Después de la transmisión del hombre en la luna, la técnica pareció agotar sus trucos y la calidad volvió a centrarse en los contenidos. Los años setenta se verían fuertemente influenciados por la filosofía de dos productores emblemáticos: Aaron Spelling y Grant Tinker. Spelling basaría el éxito de sus producciones en una iluminación clara, el lujo, los cuerpos bellos y en la incorporación de las mujeres y las minorías étnicas (Thompson 1997): The Love Boat (ABC 1977- 1986), Dynasty (ABC 1981- 1989), Starsky & Hutch (ABC 1975-1979), son ejemplos representativos. MTM Enterprises, con Tinker a la cabeza, apostaría más bien por el reclutamiento de talentos y la libertad creativa: Hill Street Blues, Remington Steele (NBC 1982-1987), St. Elsewhere. Alrededor de estos pivotes se construyó una noción de calidad que guardaba una relación intrínseca con la cultura pop, el consumo aspiracional y una sintaxis todavía bastante formal pero inquieta, sin apartarse del marco de la televisión convencional, aunque de bajo rating. En 1984, se fundó la asociación Viewers for Quality Television para apoyar programas televisivos que, pese a encomiables elementos narrativos y de producción, estaban al borde de la cancelación.

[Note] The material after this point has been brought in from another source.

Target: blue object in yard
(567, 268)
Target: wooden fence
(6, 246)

A fines de los noventa, sin embargo, la irrupción del drama en la televisión por cable y la ampliación de las audiencias especializadas con el nacimiento de otras cadenas como FOX, The WB y UPN, convirtieron en norma las excepciones (Cascajosa 2005). El cambio esencial que permitió estas innovaciones fue la reorientación de la industria respecto de cómo debía ser un programa exitoso. Ante el aumento de la oferta de canales y la consecuente reducción del tamaño de la audiencia para un solo programa, los ejecutivos entendieron que el “seguimiento de culto” de una pequeña pero dedicada audiencia era suficiente para hacer un programa económicamente viable. Como explica Mittel (2007), se tuvo que abandonar la estrategia de imitación y fórmula para virar hacia una lógica que permitiera el desarrollo de programas que generaran culto en sectores específicos de la población. Las expectativas calculadas se vieron superadas cuando apareció un grupo distinto de seguidores: una audiencia boutique de espectadores educados y exclusivos que generalmente no veían televisión, algo que resultó muy valioso para los anunciantes.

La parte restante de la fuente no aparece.